Egnyte pushes beyond storage into document protection

Egnyte has gotten as creative as it could as an online storage company. You could store your files on Egnyte in the cloud, on prem or with a competing storage service if you liked, but the company recognized that storage can only take you so far. Today it announced some new approaches designed to expand beyond that original storage vision.

“As a pure-play stand-alone strategy, storage will become aggressively more commoditized,” company founder and CEO Vineet Jain told TechCrunch.

This is consistent with what Box CEO Aaron Levie has been saying for some time. He has positioned his company as a content management in the cloud vendor, calling storage a means to an end, not a business in itself.
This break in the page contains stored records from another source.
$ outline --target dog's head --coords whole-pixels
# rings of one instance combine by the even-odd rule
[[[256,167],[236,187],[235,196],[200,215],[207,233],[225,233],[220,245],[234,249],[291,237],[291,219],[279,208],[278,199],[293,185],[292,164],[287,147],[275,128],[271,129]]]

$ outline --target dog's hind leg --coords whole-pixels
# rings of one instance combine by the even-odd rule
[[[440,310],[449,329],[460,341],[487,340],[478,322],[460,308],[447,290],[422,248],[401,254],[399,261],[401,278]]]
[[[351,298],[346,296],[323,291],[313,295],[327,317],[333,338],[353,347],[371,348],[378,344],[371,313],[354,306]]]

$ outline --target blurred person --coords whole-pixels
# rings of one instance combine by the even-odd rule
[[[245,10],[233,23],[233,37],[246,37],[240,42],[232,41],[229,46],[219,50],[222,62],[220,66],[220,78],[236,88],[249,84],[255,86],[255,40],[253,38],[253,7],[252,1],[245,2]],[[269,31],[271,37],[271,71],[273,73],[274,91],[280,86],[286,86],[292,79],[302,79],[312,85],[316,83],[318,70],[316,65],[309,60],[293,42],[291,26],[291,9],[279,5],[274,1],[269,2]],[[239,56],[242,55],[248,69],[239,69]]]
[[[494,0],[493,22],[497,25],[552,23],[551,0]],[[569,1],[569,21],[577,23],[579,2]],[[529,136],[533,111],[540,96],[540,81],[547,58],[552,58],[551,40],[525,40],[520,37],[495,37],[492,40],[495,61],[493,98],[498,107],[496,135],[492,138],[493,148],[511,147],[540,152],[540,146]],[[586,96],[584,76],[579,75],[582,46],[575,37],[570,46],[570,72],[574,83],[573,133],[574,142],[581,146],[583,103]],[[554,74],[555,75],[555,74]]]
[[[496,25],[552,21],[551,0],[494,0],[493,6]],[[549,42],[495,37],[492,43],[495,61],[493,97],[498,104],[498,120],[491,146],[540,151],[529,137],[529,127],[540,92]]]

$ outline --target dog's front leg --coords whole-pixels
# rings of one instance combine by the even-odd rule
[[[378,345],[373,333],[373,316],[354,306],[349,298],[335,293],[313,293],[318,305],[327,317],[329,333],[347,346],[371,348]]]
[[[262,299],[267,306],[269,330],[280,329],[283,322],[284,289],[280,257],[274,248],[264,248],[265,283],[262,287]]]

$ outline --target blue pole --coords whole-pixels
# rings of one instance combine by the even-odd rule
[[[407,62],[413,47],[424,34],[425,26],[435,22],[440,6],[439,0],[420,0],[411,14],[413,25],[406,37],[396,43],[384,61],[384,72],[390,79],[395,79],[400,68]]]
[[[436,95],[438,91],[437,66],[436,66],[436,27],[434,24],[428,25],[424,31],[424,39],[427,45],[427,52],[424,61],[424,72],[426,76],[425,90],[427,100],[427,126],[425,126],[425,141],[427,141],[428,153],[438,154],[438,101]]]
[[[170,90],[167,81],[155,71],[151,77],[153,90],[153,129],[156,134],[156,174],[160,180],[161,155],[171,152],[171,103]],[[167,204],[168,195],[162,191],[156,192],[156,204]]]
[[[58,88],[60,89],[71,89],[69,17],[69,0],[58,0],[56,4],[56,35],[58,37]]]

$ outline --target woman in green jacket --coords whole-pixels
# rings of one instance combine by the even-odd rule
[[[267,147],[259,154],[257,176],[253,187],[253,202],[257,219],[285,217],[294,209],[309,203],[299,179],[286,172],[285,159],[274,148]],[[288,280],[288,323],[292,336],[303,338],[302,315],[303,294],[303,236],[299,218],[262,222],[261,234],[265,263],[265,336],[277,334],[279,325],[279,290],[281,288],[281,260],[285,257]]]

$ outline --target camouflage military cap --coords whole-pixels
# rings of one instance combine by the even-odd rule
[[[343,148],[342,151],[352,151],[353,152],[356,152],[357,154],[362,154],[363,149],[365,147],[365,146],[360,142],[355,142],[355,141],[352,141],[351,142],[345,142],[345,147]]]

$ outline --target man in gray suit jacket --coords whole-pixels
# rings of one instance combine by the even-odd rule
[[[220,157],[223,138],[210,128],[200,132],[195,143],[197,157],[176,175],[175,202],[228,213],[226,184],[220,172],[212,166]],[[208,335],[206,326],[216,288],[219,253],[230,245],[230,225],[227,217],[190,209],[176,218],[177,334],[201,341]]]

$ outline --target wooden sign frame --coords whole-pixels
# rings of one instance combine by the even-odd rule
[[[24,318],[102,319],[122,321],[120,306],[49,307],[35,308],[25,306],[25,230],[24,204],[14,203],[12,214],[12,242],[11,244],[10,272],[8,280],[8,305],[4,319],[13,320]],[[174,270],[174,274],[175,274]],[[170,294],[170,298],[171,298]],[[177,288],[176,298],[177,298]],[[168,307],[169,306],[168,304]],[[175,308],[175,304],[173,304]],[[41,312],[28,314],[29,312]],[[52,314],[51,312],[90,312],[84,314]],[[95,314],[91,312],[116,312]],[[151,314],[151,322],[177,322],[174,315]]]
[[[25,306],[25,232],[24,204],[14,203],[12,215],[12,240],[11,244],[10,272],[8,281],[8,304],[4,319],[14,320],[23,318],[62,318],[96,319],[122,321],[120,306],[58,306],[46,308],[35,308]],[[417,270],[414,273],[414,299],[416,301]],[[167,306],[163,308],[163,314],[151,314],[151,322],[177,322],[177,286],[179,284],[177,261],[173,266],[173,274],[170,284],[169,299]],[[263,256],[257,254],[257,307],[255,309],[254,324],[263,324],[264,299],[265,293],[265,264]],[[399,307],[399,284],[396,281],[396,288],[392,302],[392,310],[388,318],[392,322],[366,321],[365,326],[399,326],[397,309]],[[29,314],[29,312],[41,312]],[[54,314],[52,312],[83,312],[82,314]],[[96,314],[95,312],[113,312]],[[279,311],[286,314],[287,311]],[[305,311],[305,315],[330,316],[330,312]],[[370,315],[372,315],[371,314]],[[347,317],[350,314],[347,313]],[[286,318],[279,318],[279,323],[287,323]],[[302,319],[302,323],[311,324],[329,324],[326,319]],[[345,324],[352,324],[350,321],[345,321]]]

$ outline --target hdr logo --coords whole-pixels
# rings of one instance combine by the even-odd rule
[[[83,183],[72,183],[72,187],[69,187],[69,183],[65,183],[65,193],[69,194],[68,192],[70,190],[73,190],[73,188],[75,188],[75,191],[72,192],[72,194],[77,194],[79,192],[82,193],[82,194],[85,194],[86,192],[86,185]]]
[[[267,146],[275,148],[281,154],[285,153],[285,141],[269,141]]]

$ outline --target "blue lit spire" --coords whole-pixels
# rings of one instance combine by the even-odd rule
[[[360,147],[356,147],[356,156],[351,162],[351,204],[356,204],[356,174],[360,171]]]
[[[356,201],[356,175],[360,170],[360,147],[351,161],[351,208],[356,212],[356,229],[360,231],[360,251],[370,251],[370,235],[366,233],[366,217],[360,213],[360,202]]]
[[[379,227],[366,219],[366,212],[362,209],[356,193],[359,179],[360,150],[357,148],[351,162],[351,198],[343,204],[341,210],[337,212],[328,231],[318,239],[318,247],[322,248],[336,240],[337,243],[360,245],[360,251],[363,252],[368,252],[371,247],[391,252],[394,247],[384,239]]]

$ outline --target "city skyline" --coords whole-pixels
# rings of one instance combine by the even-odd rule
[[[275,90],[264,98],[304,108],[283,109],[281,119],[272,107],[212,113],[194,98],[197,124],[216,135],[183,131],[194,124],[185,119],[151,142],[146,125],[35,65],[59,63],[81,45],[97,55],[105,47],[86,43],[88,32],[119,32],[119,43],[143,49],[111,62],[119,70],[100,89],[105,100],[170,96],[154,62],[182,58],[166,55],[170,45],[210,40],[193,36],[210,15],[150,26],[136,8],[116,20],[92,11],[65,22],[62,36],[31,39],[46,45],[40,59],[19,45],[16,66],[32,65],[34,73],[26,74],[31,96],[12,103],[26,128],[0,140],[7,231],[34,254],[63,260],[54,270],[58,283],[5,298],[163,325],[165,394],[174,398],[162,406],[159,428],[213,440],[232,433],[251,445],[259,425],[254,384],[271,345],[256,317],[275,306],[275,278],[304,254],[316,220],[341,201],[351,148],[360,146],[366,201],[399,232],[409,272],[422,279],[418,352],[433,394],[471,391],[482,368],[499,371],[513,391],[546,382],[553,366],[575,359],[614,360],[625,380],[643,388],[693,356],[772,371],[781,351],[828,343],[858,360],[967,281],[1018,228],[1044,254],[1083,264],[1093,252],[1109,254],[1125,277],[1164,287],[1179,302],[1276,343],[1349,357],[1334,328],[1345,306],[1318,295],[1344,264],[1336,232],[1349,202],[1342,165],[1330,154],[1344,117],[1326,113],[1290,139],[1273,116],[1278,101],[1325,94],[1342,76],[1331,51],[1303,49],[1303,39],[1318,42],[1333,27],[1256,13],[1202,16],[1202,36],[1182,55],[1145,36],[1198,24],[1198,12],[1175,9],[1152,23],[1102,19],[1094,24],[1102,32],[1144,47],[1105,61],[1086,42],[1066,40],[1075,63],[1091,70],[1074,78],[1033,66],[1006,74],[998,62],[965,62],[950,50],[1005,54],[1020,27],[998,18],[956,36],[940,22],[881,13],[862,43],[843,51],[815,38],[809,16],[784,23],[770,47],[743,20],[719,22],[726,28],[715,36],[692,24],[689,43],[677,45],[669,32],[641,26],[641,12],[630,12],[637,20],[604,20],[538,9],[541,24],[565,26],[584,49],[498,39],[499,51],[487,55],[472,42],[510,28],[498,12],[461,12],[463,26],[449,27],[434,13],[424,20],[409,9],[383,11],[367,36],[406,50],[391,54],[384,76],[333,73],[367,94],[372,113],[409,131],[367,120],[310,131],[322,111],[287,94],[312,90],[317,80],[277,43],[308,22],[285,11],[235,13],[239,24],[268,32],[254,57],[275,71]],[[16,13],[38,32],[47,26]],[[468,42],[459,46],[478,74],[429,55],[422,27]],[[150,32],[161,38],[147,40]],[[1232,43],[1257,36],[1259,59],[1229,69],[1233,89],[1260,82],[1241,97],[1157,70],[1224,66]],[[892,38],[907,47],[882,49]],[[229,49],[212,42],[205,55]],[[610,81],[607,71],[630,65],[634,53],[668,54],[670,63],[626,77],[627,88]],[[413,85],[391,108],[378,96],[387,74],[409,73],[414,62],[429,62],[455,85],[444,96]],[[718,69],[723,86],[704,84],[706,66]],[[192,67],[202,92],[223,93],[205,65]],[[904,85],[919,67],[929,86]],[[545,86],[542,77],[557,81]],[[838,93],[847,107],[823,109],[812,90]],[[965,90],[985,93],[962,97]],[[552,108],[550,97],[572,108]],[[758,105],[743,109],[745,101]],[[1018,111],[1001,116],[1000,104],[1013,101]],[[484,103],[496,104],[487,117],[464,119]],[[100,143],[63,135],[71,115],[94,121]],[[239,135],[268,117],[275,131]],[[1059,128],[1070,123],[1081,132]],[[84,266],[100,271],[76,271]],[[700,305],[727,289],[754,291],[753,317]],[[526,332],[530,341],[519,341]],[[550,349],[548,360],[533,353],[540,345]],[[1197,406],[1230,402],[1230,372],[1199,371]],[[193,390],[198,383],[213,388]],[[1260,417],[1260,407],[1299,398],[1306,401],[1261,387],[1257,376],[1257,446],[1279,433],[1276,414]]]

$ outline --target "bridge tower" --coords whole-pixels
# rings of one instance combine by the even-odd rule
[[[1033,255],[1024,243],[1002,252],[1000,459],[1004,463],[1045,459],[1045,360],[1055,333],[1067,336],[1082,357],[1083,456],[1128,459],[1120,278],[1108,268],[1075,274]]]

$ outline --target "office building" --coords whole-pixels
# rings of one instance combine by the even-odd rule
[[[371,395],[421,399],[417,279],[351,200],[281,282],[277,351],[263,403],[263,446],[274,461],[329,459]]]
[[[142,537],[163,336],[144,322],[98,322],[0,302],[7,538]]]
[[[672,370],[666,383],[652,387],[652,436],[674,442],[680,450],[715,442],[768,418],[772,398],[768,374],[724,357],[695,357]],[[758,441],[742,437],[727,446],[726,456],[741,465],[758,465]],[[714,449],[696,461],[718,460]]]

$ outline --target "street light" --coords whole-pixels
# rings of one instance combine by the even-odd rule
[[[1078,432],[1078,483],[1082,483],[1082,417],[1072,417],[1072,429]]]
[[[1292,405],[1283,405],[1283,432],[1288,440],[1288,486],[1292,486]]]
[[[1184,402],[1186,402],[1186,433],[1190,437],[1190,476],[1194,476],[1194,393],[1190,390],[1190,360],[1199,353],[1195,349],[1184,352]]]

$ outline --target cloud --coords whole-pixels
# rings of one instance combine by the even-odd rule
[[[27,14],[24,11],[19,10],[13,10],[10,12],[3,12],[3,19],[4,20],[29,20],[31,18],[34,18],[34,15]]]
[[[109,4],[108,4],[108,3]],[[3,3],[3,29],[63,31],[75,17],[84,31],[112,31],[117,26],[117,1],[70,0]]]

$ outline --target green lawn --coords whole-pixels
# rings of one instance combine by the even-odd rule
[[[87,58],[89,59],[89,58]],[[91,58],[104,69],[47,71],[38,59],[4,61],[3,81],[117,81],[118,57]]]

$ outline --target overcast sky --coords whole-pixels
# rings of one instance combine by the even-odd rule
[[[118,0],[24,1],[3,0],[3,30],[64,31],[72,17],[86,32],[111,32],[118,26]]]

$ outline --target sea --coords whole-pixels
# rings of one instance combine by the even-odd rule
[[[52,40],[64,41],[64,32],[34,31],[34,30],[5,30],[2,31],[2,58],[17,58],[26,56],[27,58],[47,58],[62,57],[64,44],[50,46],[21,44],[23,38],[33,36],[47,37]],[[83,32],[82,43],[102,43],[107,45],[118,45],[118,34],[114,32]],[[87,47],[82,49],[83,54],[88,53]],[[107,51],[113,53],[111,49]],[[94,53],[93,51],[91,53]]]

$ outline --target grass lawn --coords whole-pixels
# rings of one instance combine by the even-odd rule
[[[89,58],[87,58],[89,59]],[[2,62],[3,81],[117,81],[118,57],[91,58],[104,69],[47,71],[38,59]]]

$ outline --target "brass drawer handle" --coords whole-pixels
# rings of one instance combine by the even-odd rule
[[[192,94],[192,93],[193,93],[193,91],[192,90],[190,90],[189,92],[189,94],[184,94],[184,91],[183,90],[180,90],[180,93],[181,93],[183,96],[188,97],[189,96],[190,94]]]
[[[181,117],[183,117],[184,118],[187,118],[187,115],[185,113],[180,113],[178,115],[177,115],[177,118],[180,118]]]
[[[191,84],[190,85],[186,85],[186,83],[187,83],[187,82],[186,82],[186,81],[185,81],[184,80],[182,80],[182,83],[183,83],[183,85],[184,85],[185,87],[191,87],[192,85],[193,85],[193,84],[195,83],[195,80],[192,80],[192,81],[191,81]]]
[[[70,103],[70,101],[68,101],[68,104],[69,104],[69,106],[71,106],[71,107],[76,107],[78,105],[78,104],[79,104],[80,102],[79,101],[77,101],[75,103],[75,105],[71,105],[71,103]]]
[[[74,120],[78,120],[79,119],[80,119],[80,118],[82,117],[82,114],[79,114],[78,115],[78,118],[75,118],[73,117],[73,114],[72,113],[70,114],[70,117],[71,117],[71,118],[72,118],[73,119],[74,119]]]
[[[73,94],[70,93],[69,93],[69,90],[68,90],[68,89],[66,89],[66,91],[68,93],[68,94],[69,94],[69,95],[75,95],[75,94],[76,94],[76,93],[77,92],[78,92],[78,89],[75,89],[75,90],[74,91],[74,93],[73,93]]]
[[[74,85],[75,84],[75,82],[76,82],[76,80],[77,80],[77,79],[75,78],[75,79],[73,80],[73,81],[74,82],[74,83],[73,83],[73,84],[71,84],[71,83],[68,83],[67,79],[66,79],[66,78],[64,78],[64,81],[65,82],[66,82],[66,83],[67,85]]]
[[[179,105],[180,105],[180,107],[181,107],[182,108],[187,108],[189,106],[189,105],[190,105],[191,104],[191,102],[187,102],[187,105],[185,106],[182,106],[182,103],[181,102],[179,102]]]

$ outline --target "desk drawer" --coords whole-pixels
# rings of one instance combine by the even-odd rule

Understanding that it had to expand beyond storage, Egnyte began to study ways to commercialize the data it collects as documents move through its system beyond pure report writing. “You can’t sell analytics just for the sake of it,” Jain said. “It’s just a dashboard [with data]. If you can’t take action, it’s not that interesting.”

They learned that one of the fundamental problems customers face involves the fact they are using multiple storage and content management options. When documents move between services and systems, the compliance and access rules they have applied to documents and folders might not move with them.

Egnyte responded to this issue by announcing Egnyte Protect today, part of an overall longer-term vision to use data-driven document protection that follows a folder or document across services. In the first piece, IT can configure the access rules and Protect enforces them.

“Protect will assess rules to protect content from wrong-doing and make sure the right people have access to the right content at the right time,” Jain explained.

Egnyte is not the first company to create compliance tools, but what makes it stand out a bit in a crowded market, is that it works across on-prem and cloud services giving companies this protection across a hybrid environment. What’s more, IT gets near real-time alerts should an unauthorized person try to access a restricted document.

The access control piece is just the first step on a product upgrade roadmap that includes selective encryption, a pretty neat idea that lets you apply encryption to certain documents as they move across storage and content management systems. They are also planning a data residency module, which lets you set rules about where a file can reside in terms of cloud versus on-prem or actual geographical borders in cases where laws require certain data stay in-country. Finally, they are planning a data retention module that lets system administrators apply a lifecycle management component to the documents defining if and when a document should be deleted.

Each of these is applying good old-fashioned document management in a hybrid context. With this move, Egnyte wants to expand beyond storage, and while storage will still be part of its overall package, it won’t be the center of its product strategy any longer.

Egnyte has raised $62.5 million since it launched in 2007, which when compared to Box and Dropbox is quite modest. Jain says that’s by design. He has kept investment and employee count — they have around 300 right now — deliberately low. He has made it clear that he wants to go public at some point, having been talking about it for a couple of years, and indeed mentioned it again in our conversation about today’s announcement. He suggested it would likely happen in the next 18-24 months, a timeline that’s far enough out that anything could happen.

For now, he wouldn’t rule out going out for more private money if he needs it, and he indicated that expanding the product set could require him to hire more sales and marketing staff before an IPO.